We now have “U.S. officials” excuse-mongering for Hamas, blaming Israeli-Egyptian cooperation against terrorists for terrorists acting like terrorists. The telling detail however is three grafs down:
The U.S. encouraged Israel and Egypt to forge a close security partnership. What Washington never anticipated was that the two countries would come to trust each other more than the Americans, who would watch events in Gaza unfold largely from the sidelines as the Israelis and the Egyptians planned out their next steps.
This begs the question: Why would the Egyptians and Israelis trust each other more than the Americans? Maybe it’s because the White House suspended aid to Cairo after the military deposed the Muslim Brotherhood’s creeping Islamist coup. Having the Obama Administration openly siding with Islamists probably, I’m really just guessing here, didn’t do much for our relationship with Jerusalem, either. Or maybe it’s because the Israelis figured John Kerry could be counted on to do something like this:
All across the Middle East, the traditional allies of the United States, just like the Israeli Left, feel that Obama has betrayed them. Egyptians, Saudis, Jordanians, Emiratis, and Turks, despite the very real differences among them, nurture grievances similar in kind to those expressed on the pages of Haaretz. Ravid’s question—“What was Kerry thinking?”—deserves to be recast. It would get closer to the heart of the matter to ask what the president was thinking.

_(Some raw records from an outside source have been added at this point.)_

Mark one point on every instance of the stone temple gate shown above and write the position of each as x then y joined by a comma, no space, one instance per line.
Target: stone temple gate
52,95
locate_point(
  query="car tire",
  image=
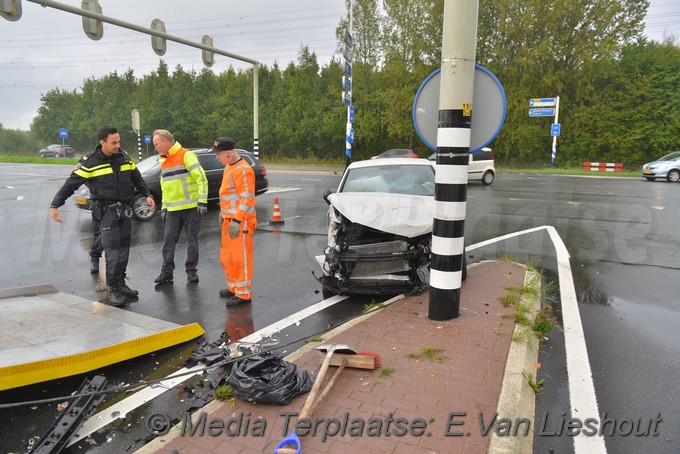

That’s from our second story, courtesy of Michael Doran for Mosaic. In the very next graf however he answers Ravid’s question:
The answer is as simple as it is surprising: the president is dreaming of an historical accommodation with Iran. The pursuit of that accommodation is the great white whale of Obama’s Middle East strategy, and capturing it is all that matters; everything else is insignificant by comparison. The goal looms so large as to influence every other facet of American policy, even so seemingly unrelated a matter as a ceasefire between Israel and Hamas.
Obama’s Iran obsession has helped to set the entire region aflame, while taking away our tools for cooling things off.
And since it seems almost certain Iran will get the bomb anyway, you can chalk up every single thing this President has done in the Middle East as one big, bloody failure.